Female community health extension workers deployed to a remote rural community in northern Nigeria led to major and sustained increases in service utilization, including antenatal care and facility-based deliveries, according to latest research by Columbia University's Mailman School of Public. The research also showed that providing a rural residence allowance in addition to a standard salary helped recruit and retain female workers. Other key components to the program's success were posting workers in pairs to avoid isolation, ensuring supplies and transportation means for home visits, and allowing workers to perform deliveries. Findings are published in Global Health: Science and Practice.

Northern Nigeria is an area with poor health indicators and a very weak health system. It also has one of the highest maternal and mortality rates in the world, which is compounded by poor governance, management, and accountability.

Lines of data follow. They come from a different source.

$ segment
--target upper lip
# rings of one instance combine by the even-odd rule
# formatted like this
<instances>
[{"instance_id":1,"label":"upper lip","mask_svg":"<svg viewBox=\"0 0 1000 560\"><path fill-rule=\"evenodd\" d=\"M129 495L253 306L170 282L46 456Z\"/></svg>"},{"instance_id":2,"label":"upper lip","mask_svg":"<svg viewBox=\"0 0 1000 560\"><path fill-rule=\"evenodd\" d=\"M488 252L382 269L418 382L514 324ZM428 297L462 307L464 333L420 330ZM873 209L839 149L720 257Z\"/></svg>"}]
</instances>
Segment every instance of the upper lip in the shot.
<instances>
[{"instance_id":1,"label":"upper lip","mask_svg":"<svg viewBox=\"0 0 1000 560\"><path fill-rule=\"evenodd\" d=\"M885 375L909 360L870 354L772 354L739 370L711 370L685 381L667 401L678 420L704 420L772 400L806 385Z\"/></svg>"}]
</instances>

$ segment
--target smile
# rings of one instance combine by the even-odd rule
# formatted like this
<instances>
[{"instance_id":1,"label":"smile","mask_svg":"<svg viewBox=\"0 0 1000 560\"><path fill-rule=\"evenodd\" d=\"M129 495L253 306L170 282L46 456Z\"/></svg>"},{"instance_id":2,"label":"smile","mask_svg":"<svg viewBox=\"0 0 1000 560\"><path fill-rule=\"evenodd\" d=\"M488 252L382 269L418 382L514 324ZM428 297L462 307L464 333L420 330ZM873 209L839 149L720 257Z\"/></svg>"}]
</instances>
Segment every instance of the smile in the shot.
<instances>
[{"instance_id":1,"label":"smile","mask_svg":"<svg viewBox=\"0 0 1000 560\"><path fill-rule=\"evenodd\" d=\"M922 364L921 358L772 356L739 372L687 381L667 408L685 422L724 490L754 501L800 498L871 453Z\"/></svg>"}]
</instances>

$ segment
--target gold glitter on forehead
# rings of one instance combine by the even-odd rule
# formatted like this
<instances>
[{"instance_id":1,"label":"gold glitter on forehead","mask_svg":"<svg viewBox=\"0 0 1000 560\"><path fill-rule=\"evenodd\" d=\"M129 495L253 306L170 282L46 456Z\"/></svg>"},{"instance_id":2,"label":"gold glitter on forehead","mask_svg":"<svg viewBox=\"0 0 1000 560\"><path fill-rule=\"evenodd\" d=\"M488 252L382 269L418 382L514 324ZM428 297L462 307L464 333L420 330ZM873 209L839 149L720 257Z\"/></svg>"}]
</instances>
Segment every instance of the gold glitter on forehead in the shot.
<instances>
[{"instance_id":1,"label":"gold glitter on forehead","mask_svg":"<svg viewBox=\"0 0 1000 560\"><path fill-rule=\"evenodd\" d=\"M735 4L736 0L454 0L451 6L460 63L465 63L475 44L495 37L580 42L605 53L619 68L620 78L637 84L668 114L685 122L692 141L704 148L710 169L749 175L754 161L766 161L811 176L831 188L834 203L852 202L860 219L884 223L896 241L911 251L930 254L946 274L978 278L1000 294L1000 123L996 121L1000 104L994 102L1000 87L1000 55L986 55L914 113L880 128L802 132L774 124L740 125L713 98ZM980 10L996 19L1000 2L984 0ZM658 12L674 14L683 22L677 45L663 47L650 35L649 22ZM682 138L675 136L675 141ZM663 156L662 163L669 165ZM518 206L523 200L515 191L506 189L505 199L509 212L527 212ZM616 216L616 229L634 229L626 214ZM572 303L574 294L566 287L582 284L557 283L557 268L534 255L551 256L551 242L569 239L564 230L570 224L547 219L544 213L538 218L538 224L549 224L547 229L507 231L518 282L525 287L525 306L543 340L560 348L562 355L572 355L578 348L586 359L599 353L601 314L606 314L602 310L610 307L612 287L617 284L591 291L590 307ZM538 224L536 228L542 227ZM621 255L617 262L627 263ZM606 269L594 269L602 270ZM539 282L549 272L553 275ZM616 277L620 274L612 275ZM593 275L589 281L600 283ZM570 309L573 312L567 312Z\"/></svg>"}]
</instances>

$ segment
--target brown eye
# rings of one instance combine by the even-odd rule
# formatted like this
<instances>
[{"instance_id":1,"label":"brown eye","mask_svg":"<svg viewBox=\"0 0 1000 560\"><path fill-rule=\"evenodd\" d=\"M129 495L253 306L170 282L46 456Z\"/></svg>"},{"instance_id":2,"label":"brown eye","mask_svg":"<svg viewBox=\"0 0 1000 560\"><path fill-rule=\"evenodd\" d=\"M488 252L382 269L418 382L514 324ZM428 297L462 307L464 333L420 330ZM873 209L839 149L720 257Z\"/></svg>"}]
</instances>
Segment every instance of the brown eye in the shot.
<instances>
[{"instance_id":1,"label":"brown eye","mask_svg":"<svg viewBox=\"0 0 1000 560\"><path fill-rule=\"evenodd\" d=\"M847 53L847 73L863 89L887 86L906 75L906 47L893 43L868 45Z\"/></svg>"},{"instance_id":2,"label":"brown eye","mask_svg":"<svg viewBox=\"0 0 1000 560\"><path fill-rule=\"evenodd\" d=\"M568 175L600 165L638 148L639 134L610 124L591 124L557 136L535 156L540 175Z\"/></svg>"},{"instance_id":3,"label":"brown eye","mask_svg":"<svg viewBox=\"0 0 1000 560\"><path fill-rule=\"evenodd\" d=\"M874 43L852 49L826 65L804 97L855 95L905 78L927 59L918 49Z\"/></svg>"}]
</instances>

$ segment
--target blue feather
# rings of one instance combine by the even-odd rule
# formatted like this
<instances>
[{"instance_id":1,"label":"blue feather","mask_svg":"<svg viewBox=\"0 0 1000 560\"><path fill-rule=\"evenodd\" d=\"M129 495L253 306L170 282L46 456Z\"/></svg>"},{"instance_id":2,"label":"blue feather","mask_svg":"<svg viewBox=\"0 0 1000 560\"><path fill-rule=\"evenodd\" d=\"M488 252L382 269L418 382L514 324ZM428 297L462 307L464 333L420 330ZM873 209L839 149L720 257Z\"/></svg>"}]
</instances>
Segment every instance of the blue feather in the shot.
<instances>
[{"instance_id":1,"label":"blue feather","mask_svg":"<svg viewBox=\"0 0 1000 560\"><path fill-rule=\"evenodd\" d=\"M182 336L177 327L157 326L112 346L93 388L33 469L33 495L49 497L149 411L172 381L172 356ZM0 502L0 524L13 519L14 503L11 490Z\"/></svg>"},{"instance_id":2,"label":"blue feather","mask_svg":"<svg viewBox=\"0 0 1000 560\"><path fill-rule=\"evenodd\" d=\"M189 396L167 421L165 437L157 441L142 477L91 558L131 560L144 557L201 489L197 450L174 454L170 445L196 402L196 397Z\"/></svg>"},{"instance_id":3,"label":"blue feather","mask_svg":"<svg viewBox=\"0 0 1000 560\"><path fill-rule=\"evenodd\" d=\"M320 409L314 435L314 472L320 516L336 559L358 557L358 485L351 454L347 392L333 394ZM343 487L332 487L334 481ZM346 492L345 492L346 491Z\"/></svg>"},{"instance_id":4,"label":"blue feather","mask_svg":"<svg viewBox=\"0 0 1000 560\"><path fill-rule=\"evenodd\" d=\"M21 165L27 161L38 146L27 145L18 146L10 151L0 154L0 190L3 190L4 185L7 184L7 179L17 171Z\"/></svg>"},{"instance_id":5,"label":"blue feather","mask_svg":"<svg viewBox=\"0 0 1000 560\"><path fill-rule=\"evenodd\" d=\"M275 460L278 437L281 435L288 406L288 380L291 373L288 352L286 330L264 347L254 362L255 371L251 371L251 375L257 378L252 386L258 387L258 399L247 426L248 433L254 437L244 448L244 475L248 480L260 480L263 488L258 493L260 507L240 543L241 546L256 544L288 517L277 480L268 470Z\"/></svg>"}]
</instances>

Following deployment of the female health workers there was more than a 500 percent increase in health post visits compared to the previous year, from approximately1.5 monthly visits per 100 population to 8 monthly visits. Health post visit rates were between 1.4 and 1.5 times higher in the intervention community compared to the control community. These changes were sustained over two subsequent years.

"Our pilot study led to the major improvements in health impacts reported over the course of seven years," noted Dr. Alastair Ager, professor of Population & Family Health and one of the research team supporting the program over a seven-year period. The grassroots operation undertaken in this environment and described here were key to the progress we are seeing to date."